Compress FASTQ data for archival purposes.
Fastqarchive reduces redundancy in FASTQ files in order to make them smaller for long-term storage. It focuses on:
- Compression. Reducing redundancy in fastq files as much as possible.
- Reproducibility. The ability to recreate the original archived files to be bit-for-bit identical, even if these were compressed.
Fastqarchive uses UTF-8 encoding to store bases and its qualities. A base-and-quality combination are mapped to an UTF-8 character. UTF-8 encodes 95 printable characters in 8-bits. Of these ' ' and '@' are omitted meaning there are 93 characters available to hold the most common base-and-quality combinations. The remaining base-and-quality combinations are encoded with a 16-bit UTF-8 character.
Using UTF-8 has the added advantage that fastqarchive files are human-readable. They can be printed on paper. Binary formats are less suitable for archival as they can only be decoded by the program that wrote them and are orders of magnitude harder to reverse engineer than binary formats. This program is free/libre software (and open-source) so its availability is not restricted by licenses in the future.
This program is inspired by Sander Bollen's fastqube project. Fastqube aims to represent FASTQ files in a binary format in order to optimize compression. Fastqarchive aims to leverage UTF-8 in order to optimize compression.
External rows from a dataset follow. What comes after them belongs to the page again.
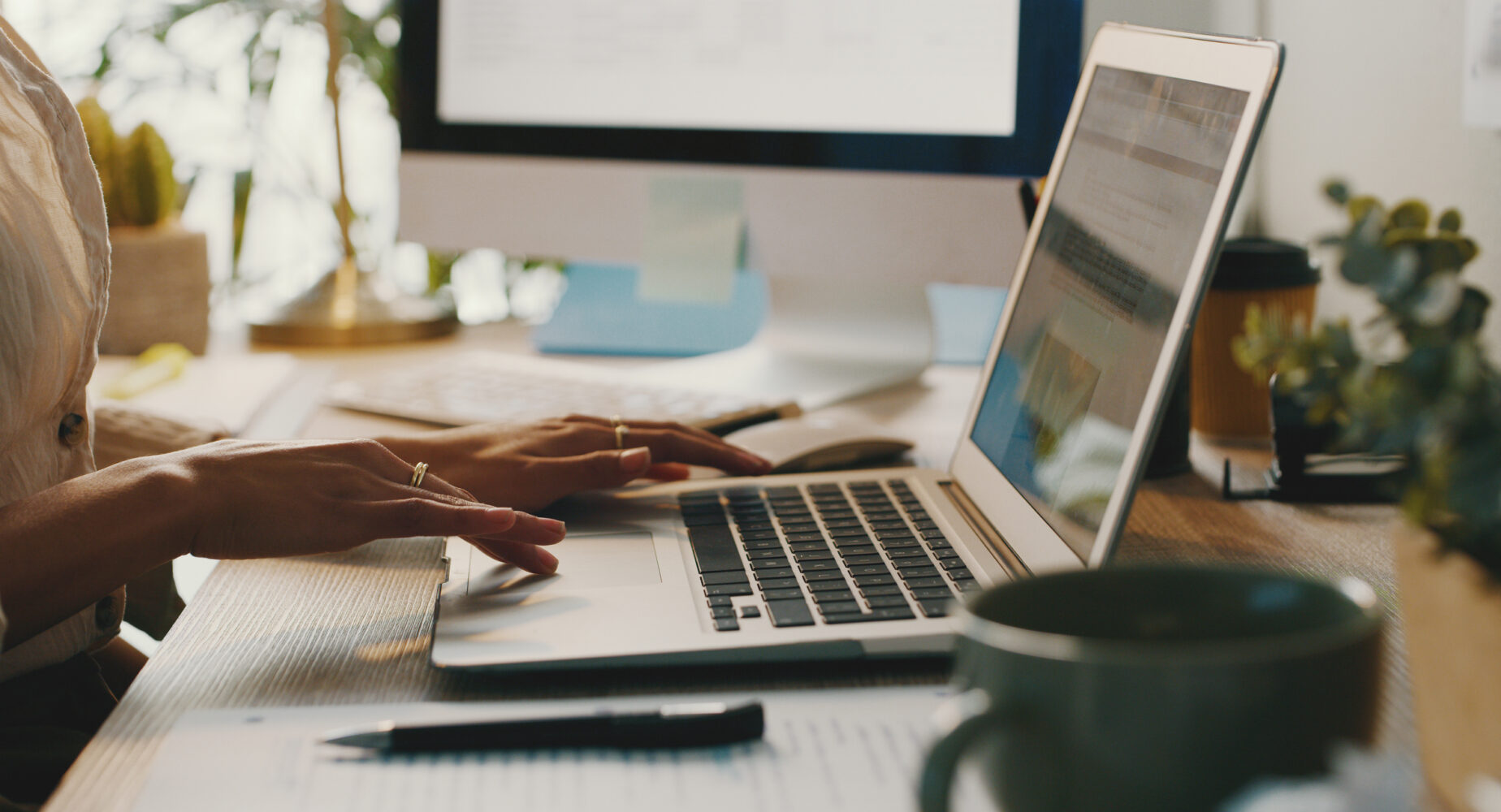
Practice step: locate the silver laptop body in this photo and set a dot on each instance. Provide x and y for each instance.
(865, 564)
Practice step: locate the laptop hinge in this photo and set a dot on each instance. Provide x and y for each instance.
(993, 538)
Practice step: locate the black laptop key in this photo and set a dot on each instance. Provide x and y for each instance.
(768, 553)
(915, 551)
(934, 608)
(763, 544)
(838, 608)
(715, 550)
(856, 550)
(789, 613)
(814, 554)
(895, 613)
(805, 546)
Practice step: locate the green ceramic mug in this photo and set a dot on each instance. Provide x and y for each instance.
(1155, 688)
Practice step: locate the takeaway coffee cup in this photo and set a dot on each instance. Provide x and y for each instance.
(1155, 688)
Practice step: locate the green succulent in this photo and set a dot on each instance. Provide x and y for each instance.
(1426, 391)
(136, 171)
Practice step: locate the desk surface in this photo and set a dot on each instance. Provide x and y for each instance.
(353, 628)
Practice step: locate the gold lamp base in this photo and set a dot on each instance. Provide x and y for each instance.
(350, 308)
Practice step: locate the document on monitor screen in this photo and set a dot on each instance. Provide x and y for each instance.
(881, 67)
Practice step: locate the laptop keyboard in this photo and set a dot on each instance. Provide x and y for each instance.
(830, 553)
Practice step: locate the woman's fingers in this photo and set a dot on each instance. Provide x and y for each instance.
(521, 554)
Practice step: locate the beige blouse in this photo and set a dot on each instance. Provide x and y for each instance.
(54, 267)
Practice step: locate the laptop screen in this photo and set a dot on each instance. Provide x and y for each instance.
(1092, 316)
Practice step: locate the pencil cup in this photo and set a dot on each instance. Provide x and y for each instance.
(1230, 403)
This program is inspired by Sander Bollen's fastqube project. Fastqube aims to represent fastq files in a binary format to reduce redundancy and increase compression. To do so it uses bitwise operations. It stores the A,G,C,T,N nucleotides in 3 bits and the quality score as an integer in 6 bits. Requiring 9 bits in total for each nucleotide and quality score combination. A regular fastq file requires 16 bits, since it uses two bytes, one for nucleotide and one for quality score.
I like fastqube but I was stuck with the feeling that compression could be more efficient. There are 5 bases (AGCTN) and 42 phred qualities, meaning there are 5*42=210 combinations. This only requires 8-bits.
Also fastqube does not support all IUPAC codes for nucleotides and requires a quality offset in order to store the phred quality as a 6-bit-integer.
Fastqarchive stores each base-and-quality combination in a dictionary using a UTF-8 character as a key. This has some advantages over fastqube:
- By assigning the most common base-and-quality combinations to an 8-bit UTF-8 character, significant compression is achieved. The remaining base-and-quality combinations can be encoded using 16-bit UTF-8 characters.
- By using a dictionary all IUPAC codes can be supported.
- By storing the phred quality as a character in the dictionary, it does not have to be converted to an integer quality. It also does not have to be converted back when decompressing.
- By using UTF-8, the resulting format is human-readable and can be decoded even if this program is lost to the world. (Given there is enough information in the header.)
However this implementation will come at the cost of speed. As files will always need to be decoded with UTF-8, and each character needs to be hashed in order to find the correct base-and-quality combination. Fastqube can just read its binary format without such limitations.